AmbigNLG: Addressing Task Ambiguity in Instruction for NLG
This addresses a critical bottleneck for users of LLMs in NLG tasks, though it is incremental as it builds on existing methods for instruction refinement.
The paper tackles the problem of task ambiguity in instructions for Natural Language Generation (NLG), which hinders Large Language Models, by introducing a taxonomy and refinement method that improves alignment with user expectations, achieving up to a 15.02-point increase in ROUGE scores.

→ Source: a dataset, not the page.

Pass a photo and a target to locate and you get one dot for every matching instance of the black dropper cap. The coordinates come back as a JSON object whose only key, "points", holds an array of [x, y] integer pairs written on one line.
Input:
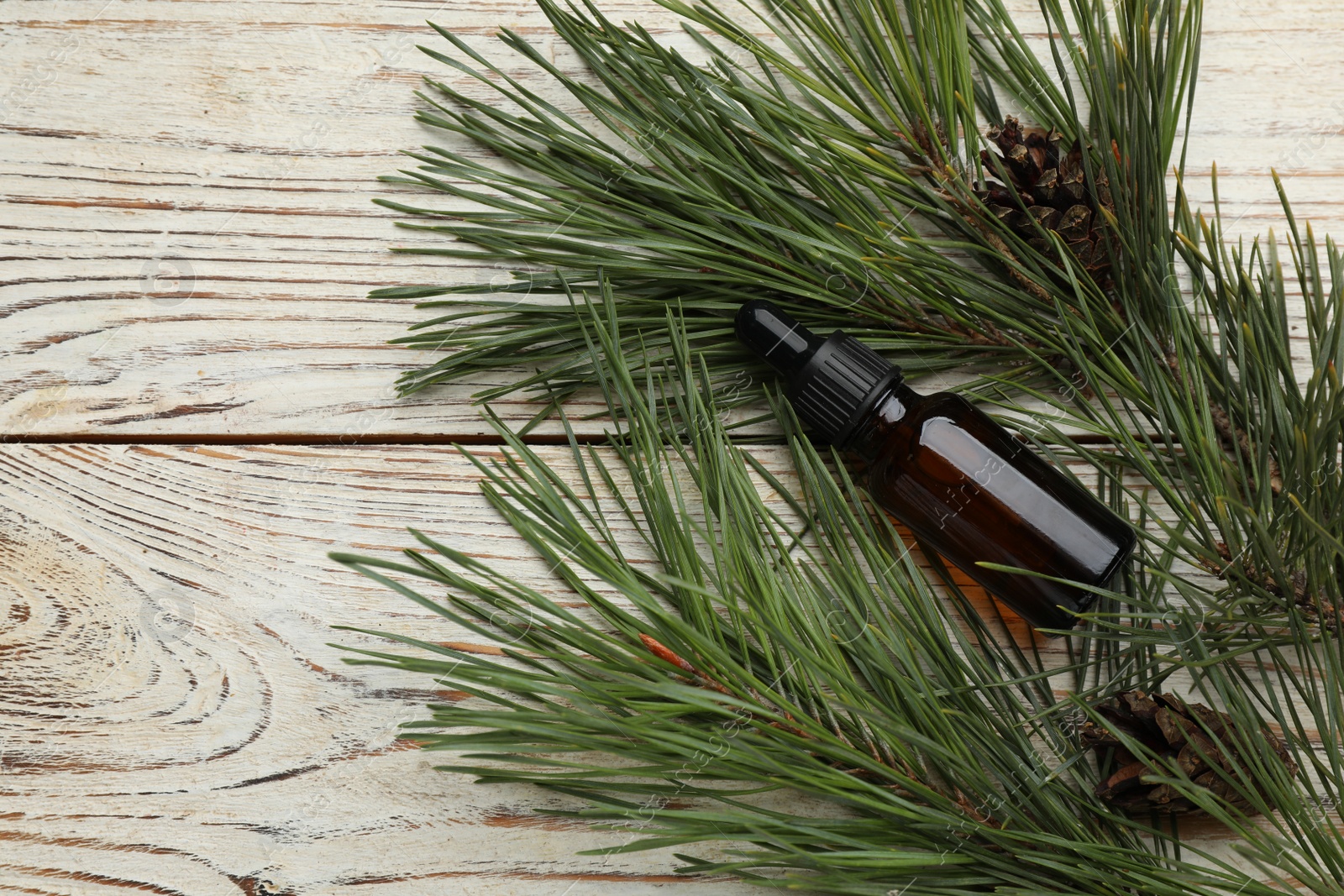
{"points": [[833, 382]]}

We introduce AmbigNLG, a novel task designed to tackle the challenge of task ambiguity in instructions for Natural Language Generation (NLG). Ambiguous instructions often impede the performance of Large Language Models (LLMs), especially in complex NLG tasks. To tackle this issue, we propose an ambiguity taxonomy that categorizes different types of instruction ambiguities and refines initial instructions with clearer specifications. Accompanying this task, we present AmbigSNI-NLG, a dataset comprising 2,500 instances annotated to facilitate research in AmbigNLG. Through comprehensive experiments with state-of-the-art LLMs, we demonstrate that our method significantly enhances the alignment of generated text with user expectations, achieving up to a 15.02-point increase in ROUGE scores. Our findings highlight the critical importance of addressing task ambiguity to fully harness the capabilities of LLMs in NLG tasks. Furthermore, we confirm the effectiveness of our method in practical settings involving interactive ambiguity mitigation with users, underscoring the benefits of leveraging LLMs for interactive clarification.